The appeals court had acquitted him on the grounds of insufficient representation by his trial lawyer of several mitigating factors, which included a history of mental illness, cruel treatment at the hands of parents and his witnessing as a child his father trying to murder his mother. Linda Greenhouse is intrigued how two different standards came to be applied, particularly when both Van Hook and Porter had traumatic childhoods. We have perhaps not heard the last word on the subject. Also, we do not know how the Porter ruling will impact the nearly 3,300 convicts languishing on death row. More significantly, the compassion shown to Porter is something that the Indian judiciary may like to ponder whenever it is called upon to decide on the culpability of ex-servicemen in a criminal court.

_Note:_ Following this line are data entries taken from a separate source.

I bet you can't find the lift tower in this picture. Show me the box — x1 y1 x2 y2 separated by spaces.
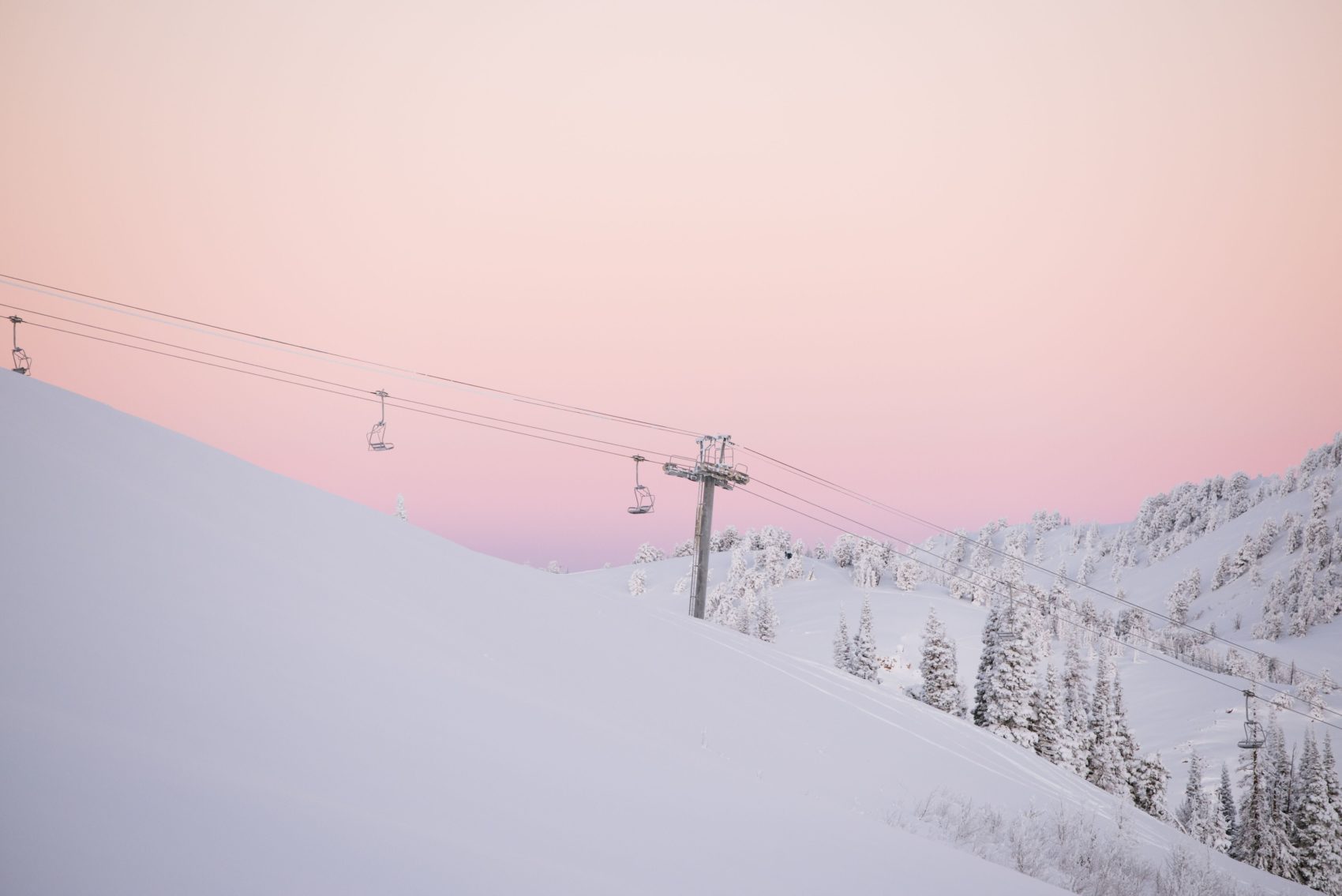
662 436 750 620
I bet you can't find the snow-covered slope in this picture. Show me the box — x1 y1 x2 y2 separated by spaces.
0 377 1304 894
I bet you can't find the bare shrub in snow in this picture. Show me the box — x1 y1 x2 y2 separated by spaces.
886 789 1265 896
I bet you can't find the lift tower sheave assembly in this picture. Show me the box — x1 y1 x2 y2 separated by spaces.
662 436 750 620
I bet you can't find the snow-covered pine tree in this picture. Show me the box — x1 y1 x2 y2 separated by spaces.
1216 762 1235 853
918 609 965 716
1259 718 1299 880
1231 750 1269 868
705 582 736 625
972 604 1001 729
969 533 995 606
1133 752 1170 821
633 542 667 564
1231 719 1299 880
1085 650 1129 794
1175 751 1220 845
1031 665 1064 764
834 606 853 672
1044 560 1071 637
1112 666 1141 785
853 594 880 684
895 558 918 591
974 598 1037 748
755 587 778 643
1295 729 1342 896
853 551 880 591
732 570 763 635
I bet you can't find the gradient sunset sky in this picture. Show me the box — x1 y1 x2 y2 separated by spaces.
0 0 1342 568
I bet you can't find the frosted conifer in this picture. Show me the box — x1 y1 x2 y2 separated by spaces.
853 595 880 684
1031 665 1064 764
1085 650 1129 794
755 589 778 641
918 609 965 716
1133 752 1170 821
1216 762 1235 853
834 606 853 672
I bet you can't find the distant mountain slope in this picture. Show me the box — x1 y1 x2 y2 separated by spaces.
0 377 1306 896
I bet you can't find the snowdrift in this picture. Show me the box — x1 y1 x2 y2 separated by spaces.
0 377 1307 894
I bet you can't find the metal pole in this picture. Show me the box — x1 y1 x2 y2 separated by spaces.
690 476 714 620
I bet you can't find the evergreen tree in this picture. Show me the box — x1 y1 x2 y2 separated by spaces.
974 599 1037 748
895 560 918 591
1231 719 1299 880
1112 668 1139 785
918 609 965 716
973 604 1001 727
732 572 763 635
1216 762 1235 853
633 542 667 564
1295 729 1342 894
1231 750 1269 868
1133 752 1170 821
755 587 778 643
1175 751 1212 842
834 606 853 672
1259 719 1299 880
1085 650 1129 794
853 595 880 684
1031 665 1064 766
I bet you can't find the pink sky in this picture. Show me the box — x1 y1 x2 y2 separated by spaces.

In another case, the U.S. Supreme Court refused (December 3, 2009) to stay the execution of Bobby Wayne Woods (44), who was convicted for a 1997 murder of an 11-year-old girl in Texas. His lawyers argued that Woods was too mentally impaired to qualify for capital punishment. Over the years, his intelligence quotient ranged between 68 and 86. Support was sought from the 2002 decision by the same court that reprieved one Daryl Atkins, who had been convicted for abduction, armed robbery and capital murder. This lenience was on the basis mainly of a forensic psychologists testimony that Atkins was mentally retarded. Justice Paul Steven, who wrote the 6-3 judgment, said that death to such a person was an unusual and cruel punishment prohibited by the Eighth Amendment.

For some reason, the Atkins decision did not come to the rescue of Woods. Legal experts believe that the 2002 ruling had left behind a grey area as to who qualified and who did not on standards of impairment. This was possibly left by the U.S. Supreme Court to be decided by State courts. It is reasonable that the I.Q. score is perceived as a good standard to determine the degree of mental impairment. Professor Maurie Levin, who teaches law at the University of Texas and who defended Woods, told the court that Woods I.Q. was around 70 and that this was the magical cut-off point for determining whether someone is mentally retarded. The court was not impressed with this argument and gave the green signal for Woods execution.

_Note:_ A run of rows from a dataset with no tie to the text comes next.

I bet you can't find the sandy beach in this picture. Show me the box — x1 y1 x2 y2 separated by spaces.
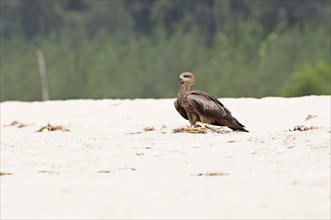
1 96 331 219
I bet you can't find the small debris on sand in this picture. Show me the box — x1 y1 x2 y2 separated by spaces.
306 114 317 121
289 125 317 131
36 123 70 132
144 127 155 131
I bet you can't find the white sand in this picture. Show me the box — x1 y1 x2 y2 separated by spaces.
1 96 331 219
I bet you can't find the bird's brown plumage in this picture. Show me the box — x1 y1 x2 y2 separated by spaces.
174 72 248 132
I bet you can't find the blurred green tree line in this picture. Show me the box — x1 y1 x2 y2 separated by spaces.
0 0 331 101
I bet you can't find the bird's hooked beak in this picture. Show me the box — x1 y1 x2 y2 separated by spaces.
179 76 183 83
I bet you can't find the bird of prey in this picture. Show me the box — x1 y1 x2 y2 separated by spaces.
174 72 248 132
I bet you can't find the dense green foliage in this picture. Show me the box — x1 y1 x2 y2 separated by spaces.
0 0 331 101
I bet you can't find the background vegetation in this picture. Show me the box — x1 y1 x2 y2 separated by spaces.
0 0 331 101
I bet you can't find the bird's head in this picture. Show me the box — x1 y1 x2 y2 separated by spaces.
179 72 195 86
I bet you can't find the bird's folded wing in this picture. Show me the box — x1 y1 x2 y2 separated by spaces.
174 99 188 120
187 90 231 118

A third case before the U.S. Supreme Court that has received some publicity now is the one from Alabama. Here, one Billy Joe Magwood is on death row for murdering a County Sheriff in 1979. The then State law imposed two conditions for a death sentence: the offence on hand should be within a list of 14, and there should be some aggravating circumstances under which it was committed. Magwood satisfied the first but not the second condition. Unfortunately, his lawyers were harping right through on grounds other than the absence of aggravating circumstance. They brought this up only in 1997, more than 15 years after he was sentenced to death and 12 years since his re-sentence.

The U.S. Court of Appeals rejected Magwoods appeal in January 2009 as being too late. In projecting a humane face, the U.S. Supreme Court has however now agreed to hear Magwood in spring. The court has made it clear that it will discuss not the rightness of the sentence but whether Magwoods new lawyers were too late in raising the point that what Magwood did in 1979 was not a capital crime at that time. Not many gave Magwood a chance of being heard by the apex court. This is no doubt a victory of sorts for the defendant. But what is more significant is that the apex court chose to spare time amidst its tight schedule to examine a purely technical point.

This reveals high sensitivity and compassion to a convict and is in sync with one of its 2008 decisions (Kennedy vs Louisiana), when it held that it was unconstitutional and disproportionate to award death sentence to a child rapist, however abominable his act might be. This ruling did not exactly gel with hardliners in the country. I thought this was an endeavour to show a humane face because what will ultimately be remembered about a court is not how resolute it was but how articulate and skilful it was in meshing firmness with mercy and kindness. Superior courts would distinguish themselves if they conformed to this exacting standard while dispensing justice.